Malheureusement, ça n’avait pas abouti. En 1974, j’ai acheté librement ma carte du Pds. J’ai milité jeune et pour une cause. Pour rien au monde, je ne vais quitter le Pds.
Durant le régime socialiste, paraît-il que vous étiez persécuté à la Sones ?
J’étais très persécuté là-bas. Pour avancer sur le plan professionnel, j’avais beaucoup de problèmes. Je ne connaissais pas la peur. S’il y a aujourd’hui plusieurs syndicats à la Sones, c’est grâce à moi et à certains amis. En 1973, il n’y avait que la Cnts affiliée au Parti socialiste. Je me suis battu pour implanter un syndicat d’opposition. Où que je suis, je défends mes idées.

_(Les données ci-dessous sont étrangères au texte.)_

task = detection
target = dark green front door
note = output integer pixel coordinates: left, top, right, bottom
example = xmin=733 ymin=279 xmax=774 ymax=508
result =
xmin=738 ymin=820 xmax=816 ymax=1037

Actuellement, je suis imam de mosquée. Allez-y demander ! Je militais à la Médina. Je n’ai pas demandé à être imam. Quand j’ai déménagé aux Hlm Grand Yoff en 1997, j’ai trouvé des fidèles bien organisés. On débutait la construction de la mosquée. Je m’y étais impliqué corps et âme. Dieu sait qu’il y avait d’autres imams mais ils m’ont proposé de l’être avec insistance.
Comment voyez-vous le Pds après le départ de Wade de la tête du pays ?
Me Wade a créé beaucoup de leaders. Il n’est pas là. Il a confié le parti à Oumar Sarr mais il y a quand même beaucoup de leaders. C’est ça le problème du Pds aujourd’hui. Chaque leader veut mener ses propres activités et cela fait désordre.
Je leur conseille de s’organiser et d’attendre le congrès durant lequel les militants vont choisir leur leader. Ça tarde parce qu’il y a l’histoire de la traque des biens mal acquis. Le Pds est au front.